Oct 13, 2023 By Triston Martin

Are you a home buyer searching for your perfect property but don’t know where to start? If so, it is important to understand the difference between mortgage preapprovals and prequalifications. It can be confusing and difficult to navigate the world of mortgages, especially if you are unfamiliar with them.

It is essential to consider factors such as budget restrictions or personal goals to determine which type of mortgage works best for you – leaving no room for making assumptions. In this blog post, we will look at both options in detail and explain what each entails so that you know which one is right for your situation. Read on!

What Is The Difference Between Preapproval and Prequalification For a Mortgage Loan

Mortgage preapproval and prequalification are two very different processes. Mortgage preapproval involves applying to a lender to review your credit score, financial statements, and other documents. Once the lender has completed their review, they will provide you with a letter of preapproval that notes that you have met their requirements and could qualify for a loan.

On the other hand, mortgage prequalification is much less involved than preapproval. Rather than providing documentation or verifying your income or assets, this process ensures that you meet the minimum requirements for loan qualification based on information provided by you, such as employment history or estimated income streams. Prequalification does not guarantee approval, and lenders may need to investigate further.

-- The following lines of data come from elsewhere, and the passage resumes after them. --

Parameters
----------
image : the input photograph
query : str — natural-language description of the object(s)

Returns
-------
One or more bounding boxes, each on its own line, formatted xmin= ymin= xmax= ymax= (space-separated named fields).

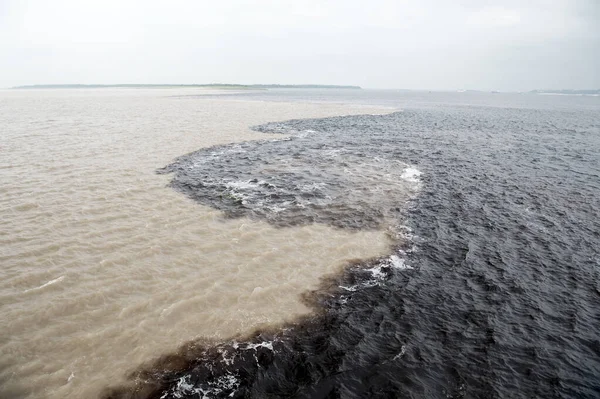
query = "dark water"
xmin=106 ymin=92 xmax=600 ymax=398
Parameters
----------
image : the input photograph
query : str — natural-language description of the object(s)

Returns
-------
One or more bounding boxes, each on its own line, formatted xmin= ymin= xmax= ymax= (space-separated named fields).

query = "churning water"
xmin=0 ymin=90 xmax=391 ymax=399
xmin=2 ymin=91 xmax=600 ymax=398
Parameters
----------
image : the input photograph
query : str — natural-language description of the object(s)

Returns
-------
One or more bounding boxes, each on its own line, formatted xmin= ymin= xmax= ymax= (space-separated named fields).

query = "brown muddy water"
xmin=0 ymin=89 xmax=390 ymax=398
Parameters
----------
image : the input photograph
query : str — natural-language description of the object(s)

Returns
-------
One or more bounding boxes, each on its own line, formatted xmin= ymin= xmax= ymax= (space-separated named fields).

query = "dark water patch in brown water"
xmin=104 ymin=107 xmax=600 ymax=398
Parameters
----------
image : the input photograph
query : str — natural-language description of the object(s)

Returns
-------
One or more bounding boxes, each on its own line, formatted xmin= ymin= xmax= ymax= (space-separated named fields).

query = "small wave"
xmin=23 ymin=276 xmax=65 ymax=293
xmin=400 ymin=167 xmax=421 ymax=183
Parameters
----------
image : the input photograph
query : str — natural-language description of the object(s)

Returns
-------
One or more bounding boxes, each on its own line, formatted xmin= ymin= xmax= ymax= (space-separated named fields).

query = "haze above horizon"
xmin=0 ymin=0 xmax=600 ymax=91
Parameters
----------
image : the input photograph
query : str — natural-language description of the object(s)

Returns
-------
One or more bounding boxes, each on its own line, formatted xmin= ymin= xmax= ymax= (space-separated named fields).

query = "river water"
xmin=0 ymin=90 xmax=391 ymax=398
xmin=0 ymin=90 xmax=600 ymax=398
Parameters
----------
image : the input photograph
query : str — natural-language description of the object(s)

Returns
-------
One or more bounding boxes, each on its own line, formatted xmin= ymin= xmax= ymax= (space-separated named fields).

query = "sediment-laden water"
xmin=105 ymin=95 xmax=600 ymax=398
xmin=0 ymin=91 xmax=600 ymax=398
xmin=0 ymin=89 xmax=391 ymax=399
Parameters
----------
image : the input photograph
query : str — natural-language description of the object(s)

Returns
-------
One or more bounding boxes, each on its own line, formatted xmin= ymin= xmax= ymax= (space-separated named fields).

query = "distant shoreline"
xmin=11 ymin=83 xmax=362 ymax=90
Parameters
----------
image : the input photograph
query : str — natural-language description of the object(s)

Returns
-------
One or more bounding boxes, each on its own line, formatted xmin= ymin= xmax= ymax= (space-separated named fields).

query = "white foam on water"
xmin=161 ymin=374 xmax=240 ymax=399
xmin=23 ymin=276 xmax=65 ymax=293
xmin=390 ymin=251 xmax=413 ymax=270
xmin=400 ymin=167 xmax=421 ymax=183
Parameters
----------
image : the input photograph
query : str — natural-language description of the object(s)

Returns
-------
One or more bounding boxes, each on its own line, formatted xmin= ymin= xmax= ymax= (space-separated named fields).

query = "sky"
xmin=0 ymin=0 xmax=600 ymax=91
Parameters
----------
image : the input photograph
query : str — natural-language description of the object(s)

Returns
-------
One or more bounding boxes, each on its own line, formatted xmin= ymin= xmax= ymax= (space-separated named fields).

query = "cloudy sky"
xmin=0 ymin=0 xmax=600 ymax=91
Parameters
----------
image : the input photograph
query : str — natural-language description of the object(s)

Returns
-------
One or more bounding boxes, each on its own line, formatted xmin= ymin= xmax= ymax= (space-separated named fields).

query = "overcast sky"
xmin=0 ymin=0 xmax=600 ymax=91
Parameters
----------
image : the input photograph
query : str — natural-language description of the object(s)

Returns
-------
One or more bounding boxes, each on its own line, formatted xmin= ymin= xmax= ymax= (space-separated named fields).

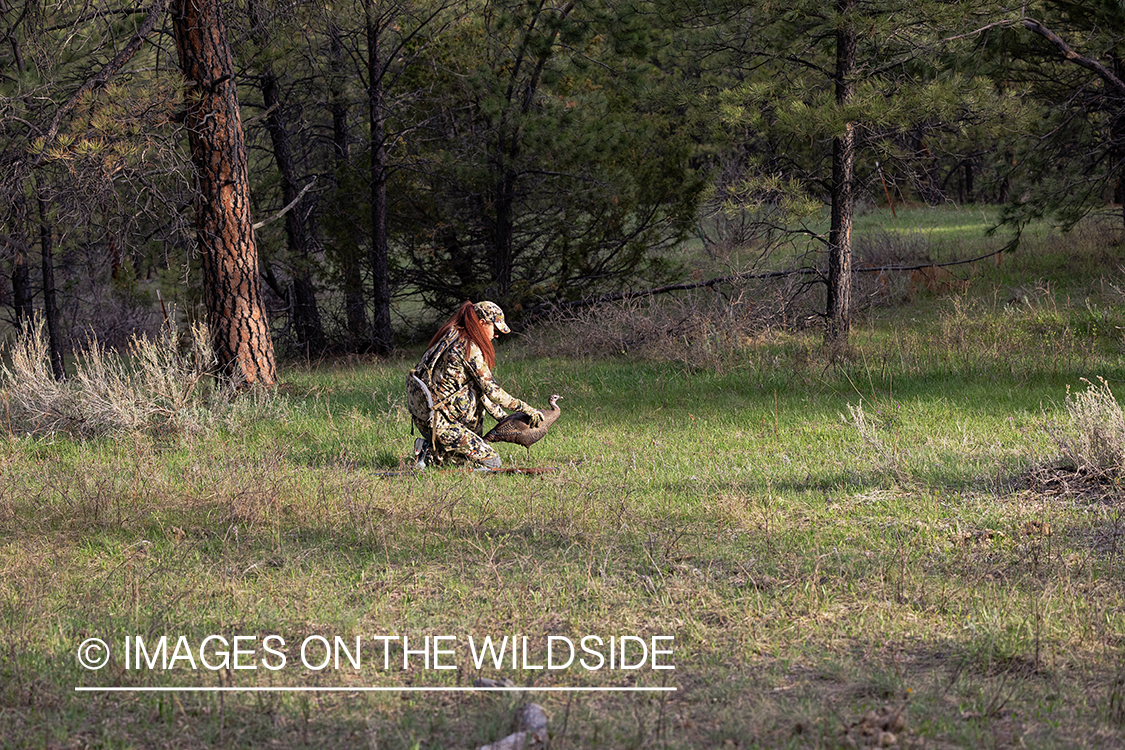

It is important to note that prequalification does not involve a credit check, whereas preapproval does. As such, if you are considering applying for a loan, it may be beneficial to opt for a preapproval rather than being prequalified, as this can provide lenders with more confidence in your ability to repay the loan – increasing your chances of loan approval.

How To Determine Which One Is Right For You

Determining the best mortgage option for you isn’t always easy, depending on your situation. Preapprovals and prequalifications are good options but can be used in different situations.

Mortgage preapproval is a more comprehensive qualification process than prequalification. It requires providing lenders with detailed information about income, debts, assets, and credit scores.

After examining all of this information, the lender will estimate the loan amount they would lend to you – given that you qualify based on their criteria. This estimate is valid for up to 90 days and represents how much money you can borrow from them.

On the other hand, obtaining a mortgage prequalification can only be done by providing such extensive details to the lender. It only requires basic information such as employment status, income, and credit score. This preliminary assessment helps you understand where you stand regarding loan qualification.

However, it does not guarantee that the lender will lend you a certain amount of money - so it is best to use this option if you are still in the early stages of considering buying a home.

Understanding both mortgage preapprovals and prequalifications can help you make an informed decision when selecting your ideal mortgage solution.

What Documents Will Lenders Require To Approve Your Loan

Lenders will require applicants to submit certain documents when approved for a loan. These documents are necessary to provide the lender with an accurate financial picture of the potential borrower and their ability to repay the loan.

The most common documents that lenders ask for include the following:

Proof of employment

This proof could be a current pay stub or a letter from your employer confirming your salary.

Tax returns

Lenders use your income tax return to verify your income and check how much you owe in taxes. Lenders may also reference the previous year’s tax returns if you have been employed for less than two years at your current job.

Bank statements

Bank statements show what deposits have been made into your account over the last two to three months.

Proof of assets

This PROOF could include investment accounts, 401Ks, or other forms of liquid investments.

Credit report

A credit report shows lenders if you have a history of making payments on time and how much debt you currently owe.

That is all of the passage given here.